2018 Primetime Emmy
& James Beard Award Winner

Breakfast When You Are Moderately Hungover and Heading South

Breakfast When You Are Moderately Hungover and Heading South

Frites in San-Sébastien

Last October, a highway bypass in Québec called Autoroute 35 finally opened, connecting Saint-Jean-sur-Richelieu to Route 133 in San-Sébastien. The 15-mile stretch shaves about 10 minutes off the trip between Montreal and the U.S./Canada border, but it also means that drivers turn off Route 133 about a mile before the steaming tins of poutine and sacks of frites served at Chez Ti-Polo.

Aside from the cornfields and silos, you’ll pass mostly small homes and nondescript shops and restaurants along Route 133. There’s Chez Pepe (cuisine Canadienne et Italienne), a house with horse statues on the porch and a teepee in the yard, and a shack selling crystals just before the border that appears like it’s been closed for years but always has an OPEN sign in the window.

Chez Ti-Polo looks like a ranch house converted into a restaurant, with picnic tables out back where you can eat a plate of poutine and stare off into the fields. A cross between a diner and a casse-croûte, a snack stand that serves fried food to go, it sells the standard diner breakfast and greasy lunch.

Poutine, that beautiful mess of fries, gravy, and cheese curds, is Quebec’s de facto provincial dish. The hot dog, served as the traditional steamé in a pillowy white bun, or the somewhat less traditional buttered and griddled toasté, is a runner-up.
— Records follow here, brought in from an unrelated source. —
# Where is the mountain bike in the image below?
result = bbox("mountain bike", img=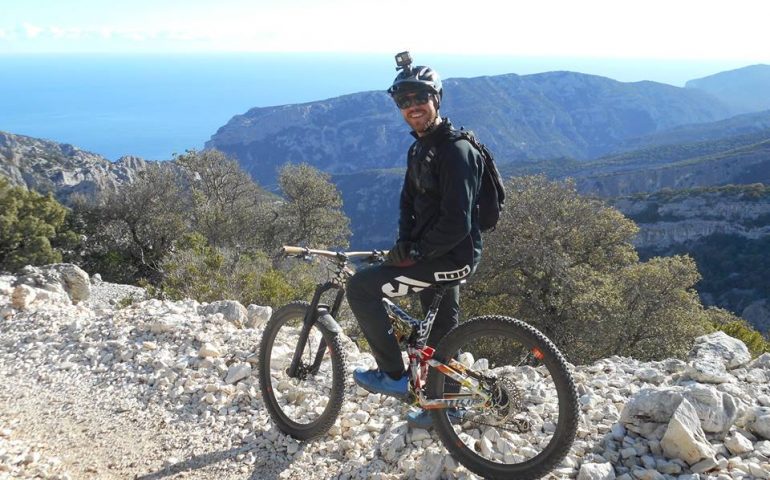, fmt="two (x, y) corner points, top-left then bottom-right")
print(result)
(258, 246), (578, 479)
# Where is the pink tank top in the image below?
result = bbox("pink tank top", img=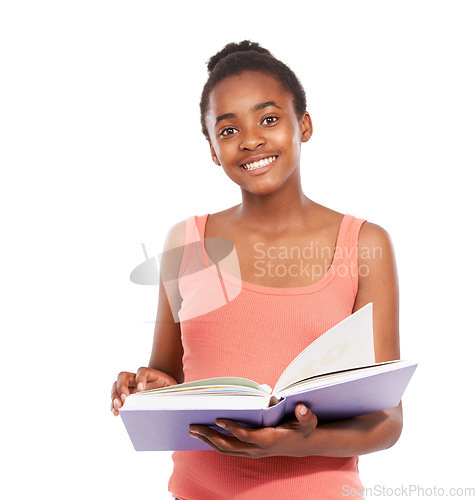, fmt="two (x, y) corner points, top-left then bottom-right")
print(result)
(169, 214), (365, 500)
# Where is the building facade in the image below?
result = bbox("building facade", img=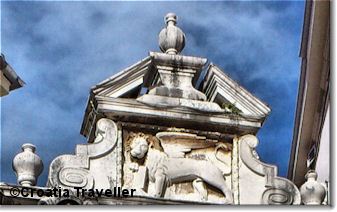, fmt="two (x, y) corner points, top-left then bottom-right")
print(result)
(0, 13), (325, 205)
(288, 1), (331, 204)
Neither are traditional breakfasts in the sense that you’d grab it to go before heading into the office, but for the morning after a late night and while on the road they can offer a certain standard of comfort as the first meal of the day.

On a late Tuesday morning when I am moderately hungover and heading south, I take the roughly one mile detour to stop at Chez Ti-Polo for a toasté, all-dressed with mustard, chopped onions and coleslaw, a side of frites and a coffee. It is hot, cheap, and quick, and I eat it sitting alone at the counter, watching the diner matron bustle around the floor and greet the regulars. I ask how long they’ve been open (37 years) and tell her how my family used to stop here on road trips to Montreal (“Ah, ouai?” she says while spooning the soup du jour into a bowl in the crook of her arm).

It is the perfect traveler’s breakfast of nostalgia and comfort, grease and substance. I don’t really want to leave, and am in no particular rush, but have no reason to stay either. After paying, I step outside into the cooler, quiet air. Behind the diner, a cat stalks the field and the cars to the left keep on rumbling by.